The book has its critics, and even the more-recent fourth edition contains some old-fashioned chestnuts that might make you chuckle, like “a word processor can save you time and labor as you rearrange your manuscript.” Nevertheless, all who write and are looking to improve their craft should keep a copy close by. Here are some of their ideas that will never go out of fashion.
Communication above All Else
Strunk and White take this seriously. They state that writers should seek to communicate what they have to say in the fewest words possible. The writer should do all the work to make things easy for the reader.
White writes in the introduction for the 1979 edition, “Will [Strunk] felt that the reader was in serious trouble most of the time, floundering in a swamp, and that it was the duty of anyone attempting to write in English to drain this swamp quickly and get the reader on dry ground.”
This value of communication is evident throughout The Elements of Style. Strunk and White support writing in a way that comes naturally, using “words and phrases that come readily to hand.” Using this kind of plain language bridges the gap between writer and reader. They discuss the importance of not overwriting or overstating because ornate prose and outlandish claims alienate the reader. The writer’s job is to inform and entertain.
Clarity, Clarity, Clarity
Without clarity, Strunk and White say, you have nothing, “although there is no substitute for merit in writing, clarity comes close to being one.”
This is a typical mistake of novice writers. In an effort to be unique and impressive, young writers often seek to obscure their meaning and send the reader on a quest to find the point. After all, that’s how (they think) authors like Joyce and Faulkner became literary greats.
But The Elements of Style mostly rejects these techniques and insists they should never interfere with clarity: “Even to a writer who is being intentionally obscure or wild of tongue we can say, ‘Be obscure clearly! Be wild of tongue in a way we understand!’”
They so oppose what they refer to as “muddiness” that they blame it for a variety of tragedies; it is “death on a highway caused by a badly worded sign, heartbreak among lovers caused by a misplaced phrase in a well-intentioned letter.”
Avoid Pretentious Style
A classic mistake is thinking that fancy words will improve a piece of writing. Teachers spot immediately the student who right-clicks every other word and selects the longest synonym available. It doesn’t make the writing sound smarter. In fact, it often has the opposite effect.

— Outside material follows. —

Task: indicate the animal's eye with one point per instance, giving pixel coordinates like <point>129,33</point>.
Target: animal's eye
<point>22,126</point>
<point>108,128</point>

Their caution against pretentiousness is not a blanket statement against multisyllabic words. Sometimes a big word is need, and the authors note the difference “between the fancy and the plain, between the atrocious and the felicitous, is sometimes alarmingly fine.”
As is often the case with writing, there’s no easy fix. The only real solution is to develop one’s ear through years of reading and rereading excellent prose. When you use long words, be sure that you have a solid reason to do so. Sometimes there’s no shorter word that expresses your meaning, or the longer word makes the sentence flow better.
Once you have completed a first draft, Strunk and White say it is time to experiment and look for how to improve the communication. One good way to start is by omitting needless words. At ProofreadingPal (people to go to when you want an objective eye on your work), we often see “to be able to” and “in order to.” For both, “to” is almost always better.
A more difficult target is eliminating general and abstract language. Your sentences may be grammatically correct and concise, but still not communicate anything substantive.
Strunk and White provide this delightful example in contrasts: “He showed satisfaction as he took possession of his well-earned reward.” Compare that mess with this: “He grinned as he pocketed the coin.” Wherever you can, replace the general with the specific and the abstract with the concrete to make your writing livelier.
The Elements of Style remains a classic guide for all writers. In an age where people feel comfortable espousing their opinions about any topic, its humble, no-nonsense, reader-centered approach to writing is refreshing.